Estamos vivendo uma mudança que nos leva da sociedade industrial à sociedade da informação. É preciso substituir a “sociedade de consumo” pela “sociedade do compartir”, a sociedade da “segurança a todo custo” pela da “solidariedade como alternativa a uma desigualdade injusta”. O futuro já chegou, mas seus signos nos escapam porque desconhecemos seus códigos. Viajamos com o pé no acelerador, mas com a mirada no retrovisor. Vivemos uma mutação da qual quase não somos conscientes. Mas, com Nietzsche, podemos afirmar que às vezes “é preciso ter um caos dentro de si mesmo para poder dar à luz uma estrela fugaz”. O caos também possui leis que o regem, mas que ainda desconhecemos.

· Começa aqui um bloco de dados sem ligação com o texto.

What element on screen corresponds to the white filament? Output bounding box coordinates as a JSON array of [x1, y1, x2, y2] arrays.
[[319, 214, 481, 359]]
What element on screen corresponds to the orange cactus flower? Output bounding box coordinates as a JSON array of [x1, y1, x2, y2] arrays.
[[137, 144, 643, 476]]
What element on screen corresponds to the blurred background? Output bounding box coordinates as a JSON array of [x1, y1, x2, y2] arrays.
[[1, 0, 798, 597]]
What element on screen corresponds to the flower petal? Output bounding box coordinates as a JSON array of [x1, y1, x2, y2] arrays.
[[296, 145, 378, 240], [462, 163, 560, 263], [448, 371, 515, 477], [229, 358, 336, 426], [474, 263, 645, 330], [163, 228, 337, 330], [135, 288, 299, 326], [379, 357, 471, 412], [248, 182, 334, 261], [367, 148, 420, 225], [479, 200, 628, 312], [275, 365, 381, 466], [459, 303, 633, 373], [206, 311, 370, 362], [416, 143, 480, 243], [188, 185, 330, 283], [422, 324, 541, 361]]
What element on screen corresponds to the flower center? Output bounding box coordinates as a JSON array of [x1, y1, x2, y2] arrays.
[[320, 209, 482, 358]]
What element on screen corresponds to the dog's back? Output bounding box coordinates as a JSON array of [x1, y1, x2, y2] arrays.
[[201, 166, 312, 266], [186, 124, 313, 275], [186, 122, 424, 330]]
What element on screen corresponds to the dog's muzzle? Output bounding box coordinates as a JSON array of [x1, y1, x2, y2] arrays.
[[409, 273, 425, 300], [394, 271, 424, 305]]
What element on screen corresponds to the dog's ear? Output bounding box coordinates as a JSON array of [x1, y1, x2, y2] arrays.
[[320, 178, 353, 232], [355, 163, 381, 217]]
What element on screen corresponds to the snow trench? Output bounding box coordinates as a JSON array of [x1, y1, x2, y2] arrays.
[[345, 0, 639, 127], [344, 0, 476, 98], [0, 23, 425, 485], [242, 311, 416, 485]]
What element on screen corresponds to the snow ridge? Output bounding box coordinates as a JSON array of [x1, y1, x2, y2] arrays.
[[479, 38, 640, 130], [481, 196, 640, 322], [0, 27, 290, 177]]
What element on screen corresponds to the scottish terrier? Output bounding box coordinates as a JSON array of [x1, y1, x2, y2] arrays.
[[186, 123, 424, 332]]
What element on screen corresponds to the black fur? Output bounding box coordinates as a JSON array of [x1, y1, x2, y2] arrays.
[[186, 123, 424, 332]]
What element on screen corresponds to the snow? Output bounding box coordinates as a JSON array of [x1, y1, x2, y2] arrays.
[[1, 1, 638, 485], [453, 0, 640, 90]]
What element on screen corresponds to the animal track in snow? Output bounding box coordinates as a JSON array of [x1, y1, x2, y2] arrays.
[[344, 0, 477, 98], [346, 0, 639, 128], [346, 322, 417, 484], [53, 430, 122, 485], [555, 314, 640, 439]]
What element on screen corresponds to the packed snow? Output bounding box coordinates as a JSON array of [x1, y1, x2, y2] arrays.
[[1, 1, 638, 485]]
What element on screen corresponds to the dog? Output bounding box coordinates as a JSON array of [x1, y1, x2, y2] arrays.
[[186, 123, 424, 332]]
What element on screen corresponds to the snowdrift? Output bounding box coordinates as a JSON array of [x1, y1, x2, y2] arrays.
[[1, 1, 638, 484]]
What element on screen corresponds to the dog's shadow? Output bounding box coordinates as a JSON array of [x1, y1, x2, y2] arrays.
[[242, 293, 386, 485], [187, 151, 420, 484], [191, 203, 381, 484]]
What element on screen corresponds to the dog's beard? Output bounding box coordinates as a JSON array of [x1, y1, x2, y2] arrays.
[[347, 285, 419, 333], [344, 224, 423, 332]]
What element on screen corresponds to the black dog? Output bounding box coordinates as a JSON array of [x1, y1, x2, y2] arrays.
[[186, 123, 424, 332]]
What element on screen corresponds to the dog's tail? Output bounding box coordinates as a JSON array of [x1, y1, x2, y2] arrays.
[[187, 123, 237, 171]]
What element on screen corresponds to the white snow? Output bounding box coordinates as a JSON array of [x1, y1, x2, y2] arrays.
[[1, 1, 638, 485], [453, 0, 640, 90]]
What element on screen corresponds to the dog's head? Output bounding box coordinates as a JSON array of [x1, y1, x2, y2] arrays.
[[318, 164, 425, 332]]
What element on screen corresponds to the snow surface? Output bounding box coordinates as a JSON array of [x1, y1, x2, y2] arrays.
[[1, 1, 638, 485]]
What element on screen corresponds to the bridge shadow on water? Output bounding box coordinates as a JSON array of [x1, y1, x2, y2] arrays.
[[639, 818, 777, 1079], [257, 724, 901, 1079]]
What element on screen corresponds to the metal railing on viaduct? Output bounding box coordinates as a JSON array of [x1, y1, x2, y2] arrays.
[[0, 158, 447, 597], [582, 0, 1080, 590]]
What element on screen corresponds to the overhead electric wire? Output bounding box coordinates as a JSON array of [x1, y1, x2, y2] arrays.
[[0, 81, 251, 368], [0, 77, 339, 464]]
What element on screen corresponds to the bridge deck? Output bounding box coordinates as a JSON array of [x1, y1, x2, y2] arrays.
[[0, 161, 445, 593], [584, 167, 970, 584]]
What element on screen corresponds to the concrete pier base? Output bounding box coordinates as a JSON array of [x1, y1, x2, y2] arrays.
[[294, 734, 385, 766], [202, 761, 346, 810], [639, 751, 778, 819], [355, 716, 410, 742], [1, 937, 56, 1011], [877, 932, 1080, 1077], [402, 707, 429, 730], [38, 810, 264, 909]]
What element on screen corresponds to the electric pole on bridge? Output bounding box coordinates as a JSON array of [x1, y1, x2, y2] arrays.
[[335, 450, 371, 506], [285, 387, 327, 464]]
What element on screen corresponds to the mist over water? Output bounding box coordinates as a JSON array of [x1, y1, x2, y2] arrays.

A globalização está produzindo aumentos de desigualdade em todas as sociedades e entre as distintas comunidades humanas.

A liqüidação do modo comunista acelerou o pensamento único e a confusão entre economia de mercado e sociedade de mercado.

Os esperados dividendos da paz, que contribuiriam para uma nova ordem internacional, abriram caminho a espantosos conflitos regionais por razões de identidade cultural, étnica e religiosa. Surgem novas formas de nacionalismo excludente e respostas mais duras contra o temor ao imperialismo cultural, que se atribui à globalização.

As oportunidades são imensas, pois a confluência entre uma política solidária em cada sociedade nacional e no plano internacional pode ser fundamental para se conseguir uma política econômica mais justa e solidária. Como sustenta um ilustre político: “É provável que o negócio mais rentável que tenhamos adiante seja a guerra contra a pobreza. A proposta deve responder – a partir dos princípios de liberdade, justiça e solidariedade – às novas realidades, com atitudes irresignadas e abertas à mestiçagem necessária, como condição para abrir novos espaços”.

Uma visão progressista e solidária deve encontrar as fórmulas mais sustentáveis para a sociedade emergente. A autêntica matéria-prima é a capacidade de inventar o futuro. Devemos nos preparar para assumir este desafio, superando os condicionamentos de uma sociedade que educa para a passividade, o esbanjamento, o conformismo e o consumismo alienante e despersonalizante.
Mas sempre é possível a esperança, que não é de futuro, mas sim do invisível.